»  — Mon Dieu, elle aussi les a eus, pourtant, mais…

» Elle se tut de nouveau, ses paupières se baissèrent complètement et ses cils se remirent à battre ses joues roses comme un éventail de dentelle. L’embarras est rare chez elle, mais lui va bien, et, sans hésiter, je formulai toute ma pensée.

»  — Elle les a eus en effet, c’est évident ; mais son printemps n’avait pas la fleur du vôtre : voilà !

» Comment je me laissai entraîner à ce madrigal, du diable si je peux le dire ! mais mademoiselle Colette m’avait bravement défendu tout à l’heure, elle méritait vraiment que je marchasse à la rescousse à mon tour. Elle prit d’ailleurs cela comme la simple énonciation d’un fait, se mit à rire franchement, et releva les yeux avec un petit geste qui signifiait : « C’est ça ; cette fois, vous y êtes ! » Puis, sans transition, tout à fait mise en confiance, elle laissa couler le flot de ses souvenirs, me racontant ceux des épisodes de son enfance qui se rapportaient à sa tante, ainsi que ses frayeurs de petite fille devant elle, le tout sans acrimonie aucune, mais avec une verve comique et malicieuse qui donnait une touche vivante et un relief burlesque au portrait de cette bizarre tutrice. « Égoïsme et jalousie ! » le cri le plus habituel à la bête, te résume cette femme, et je m’en vais te dire un trait qui la peint.
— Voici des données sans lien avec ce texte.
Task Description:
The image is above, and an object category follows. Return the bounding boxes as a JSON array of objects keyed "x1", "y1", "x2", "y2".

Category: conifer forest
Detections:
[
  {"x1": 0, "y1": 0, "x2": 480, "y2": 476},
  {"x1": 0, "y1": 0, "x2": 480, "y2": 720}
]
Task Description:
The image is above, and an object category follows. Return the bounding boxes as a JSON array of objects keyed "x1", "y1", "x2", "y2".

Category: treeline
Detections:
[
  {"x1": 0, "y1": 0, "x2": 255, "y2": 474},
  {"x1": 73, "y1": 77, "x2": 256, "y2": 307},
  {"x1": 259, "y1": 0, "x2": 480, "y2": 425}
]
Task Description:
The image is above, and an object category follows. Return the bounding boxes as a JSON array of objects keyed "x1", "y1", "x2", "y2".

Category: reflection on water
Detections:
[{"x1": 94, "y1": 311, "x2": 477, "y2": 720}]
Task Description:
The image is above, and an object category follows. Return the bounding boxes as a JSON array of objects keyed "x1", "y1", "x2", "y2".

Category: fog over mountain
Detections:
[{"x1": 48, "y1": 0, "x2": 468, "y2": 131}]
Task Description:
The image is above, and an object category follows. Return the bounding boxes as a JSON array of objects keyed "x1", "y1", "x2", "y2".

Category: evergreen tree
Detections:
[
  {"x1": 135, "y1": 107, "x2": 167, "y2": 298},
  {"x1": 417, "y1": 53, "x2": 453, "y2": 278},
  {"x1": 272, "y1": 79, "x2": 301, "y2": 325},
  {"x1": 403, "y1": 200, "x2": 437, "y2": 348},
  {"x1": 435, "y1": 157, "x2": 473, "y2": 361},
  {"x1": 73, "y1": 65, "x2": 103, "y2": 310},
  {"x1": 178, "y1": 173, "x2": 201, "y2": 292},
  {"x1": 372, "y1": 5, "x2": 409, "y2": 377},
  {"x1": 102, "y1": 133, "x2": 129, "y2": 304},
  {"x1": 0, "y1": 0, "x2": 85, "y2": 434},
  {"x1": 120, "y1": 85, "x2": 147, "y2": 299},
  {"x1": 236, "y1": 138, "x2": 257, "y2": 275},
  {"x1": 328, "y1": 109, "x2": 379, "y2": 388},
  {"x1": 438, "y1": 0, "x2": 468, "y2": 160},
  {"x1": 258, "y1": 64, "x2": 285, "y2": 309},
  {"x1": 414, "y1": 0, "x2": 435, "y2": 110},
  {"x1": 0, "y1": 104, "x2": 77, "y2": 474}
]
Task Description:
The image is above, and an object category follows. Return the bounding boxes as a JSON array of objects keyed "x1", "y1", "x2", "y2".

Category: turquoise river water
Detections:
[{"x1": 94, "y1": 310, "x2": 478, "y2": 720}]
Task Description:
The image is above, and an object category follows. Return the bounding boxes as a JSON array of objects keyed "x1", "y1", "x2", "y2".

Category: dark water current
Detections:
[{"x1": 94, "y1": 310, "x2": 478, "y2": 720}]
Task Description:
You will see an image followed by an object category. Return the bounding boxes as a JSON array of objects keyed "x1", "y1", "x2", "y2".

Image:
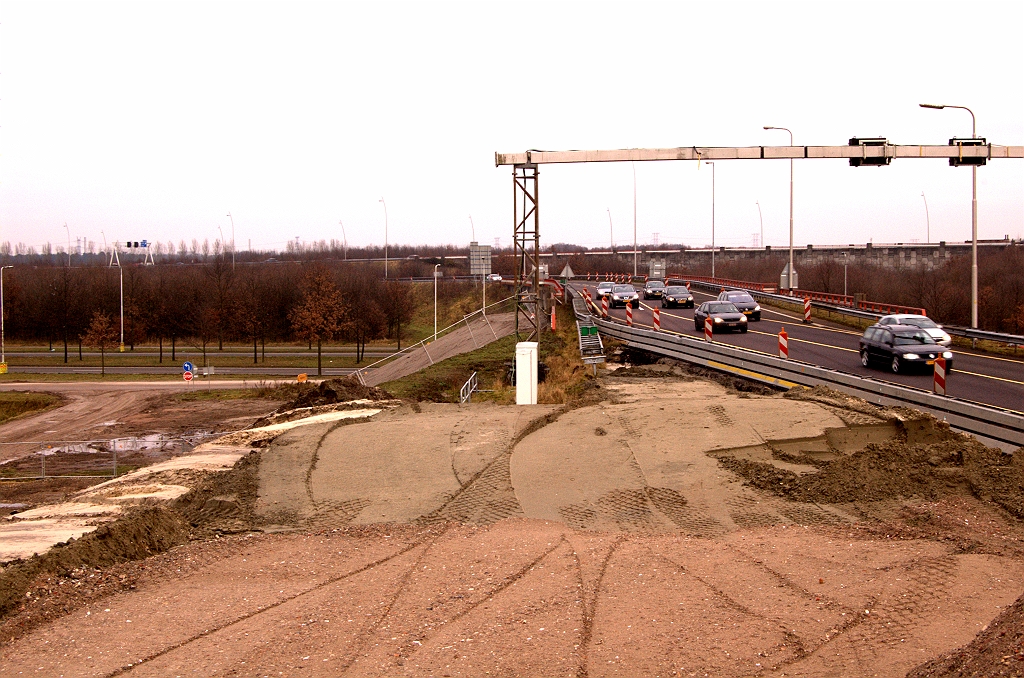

» Fort gourmande de sa nature, elle s’arrange pour que les ressources assez limitées du ménage ne nuisent jamais à l’ordinaire de la maison ; mais le menu, généralement soigné, n’est jamais plus soigné que les jours de maigre. Ces matins-là, on cuisine quelque plat choisi, et, en se mettant à table, mademoiselle d’Épine dit à sa nièce :

»  — Mon estomac ne supporte pas le maigre, Colette ; vous ferez abstinence pour nous deux.

» Et la nièce mange ses sardines ou ses légumes au fumet des pigeonneaux de la tante, qui offre pieusement au ciel ce compromis, le priant d’agréer la substitution…

» Que ce compte-là se règle un jour en purgatoire, et qu’elle s’aperçoive alors que ses billets n’étaient pas bons, je l’espère ; mais le purgatoire est loin, et d’ici là qui est-ce qui tirera cette enfant de ses griffes, et surtout qui lui rendra ses années passées, les soins affectueux et l’éducation qu’elle n’a pas reçus alors ?

» Je te le dis, Jacques, c’est une séquestration qui se joue ici, et c’est véritablement ce que cherche cette femme.

» Ce n’est rien que ces poulets rôtis qu’elle refuse à sa nièce, que ces couvertures moelleuses et ce lit de plumes où elle dort, que toutes ces recherches enfin qu’elle a pour elle seule ; elle entend maintenant l’étioler moralement entre quatre murs, et emprisonner si bien sa jeunesse et sa vie que nul ne se doute de ce qui rit dans ces ruines.